They live across the USA from me so something Tiny is enticing for a couple reasons. One, it is small to ship back & forth in case something goes wrong, and two- they don't need much horsepower. So long as the RAM and SSD are there, I think anything will be snappy.

My first instinct is the new Broadwell based NUC. Although, I wouldn't object to something slightly bigger if it was markedly better in some way. Is there a good mini-ITX based PC out there, or something between a NUC and mini-ITX?
 
The NUC is entirely too convenient for your situation imo. If anything is wrong they can toss it in a USPS Priority 2 Day box + some padding for $15 and you can take care of it. NUC + SSD + ram makes for a nice neat package. Maybe they'll like the tiny form factor too - definitely a space saver

You could custom build using something Silverstone's new SG13 case or Antec ISK100, etc. but they'll cost you quite a bit more to ship back and forth if you run into any problems. With performance not really being a factor the mobile cpus in NUCs would be fine and as you said, the same RAM and SSD across both builds makes any difference negligible.
 
Yeah, a NUC is almost always the answer in a case like this.

Though I will say, if they don't need much in the way of local storage, something like the HP Stream Mini with an additional 4GB stick of RAM (giving it 6GB total) is apparently a great little PC for <$200. The 32GB SSD is going to be a pretty big limitation if they do anything other than surf the web and/or watch streaming videos or similar.

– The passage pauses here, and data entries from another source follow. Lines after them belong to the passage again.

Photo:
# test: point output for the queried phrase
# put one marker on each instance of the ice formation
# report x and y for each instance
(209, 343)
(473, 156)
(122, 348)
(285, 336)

It is a regular M.2 SSD, so it's not slow like eMMC and can be upgraded if you really want, but at that point, probably better just starting off with a NUC.
 
Broadwell would be my minimum speed. I'm mostly concerned about ports, and audio. Only a single speaker-out. If it had a laptop CDROM that might be safer, but I can always do a USB one too.

Although they do need a new monitor too, so I could get one with speakers built-in that works via HDMI.
 
Broadwell would be my minimum speed. I'm mostly concerned about ports, and audio. Only a single speaker-out. If it had a laptop CDROM that might be safer, but I can always do a USB one too.

Although they do need a new monitor too, so I could get one with speakers built-in that works via HDMI.

I'd just VESA mount the NUC behind the monitor, and get a USB hub for all their peripherals.
 
I'd just VESA mount the NUC behind the monitor, and get a USB hub for all their peripherals.

This.

Other thoughts since it will be far away from "support."

Since it isn't a handheld device, run off a network cable and not WiFi if at all possible, to reduce another point of failure. Also, label and make sure they know what the router is, and how to identify the power cable. Many of us have experienced cheap broadband routers crapping out and needing a power cycle periodically.

Set up some kind of easy remote access for yourself. Unless you do something like DynDNS or trust that the IP doesn't change, use a remote connection service. I use Teamviewer, but plenty others on the market. Software is set to automatically run on Windows startup, so as long as machine is in Windows and the internet connection is not dead, I can connect to it.

Set up some kind of regular backup for their files, and make a system disc image. Windows 7 has it built-in. You can create a restore disc set that uses multiple DVDs and has a bootable disc.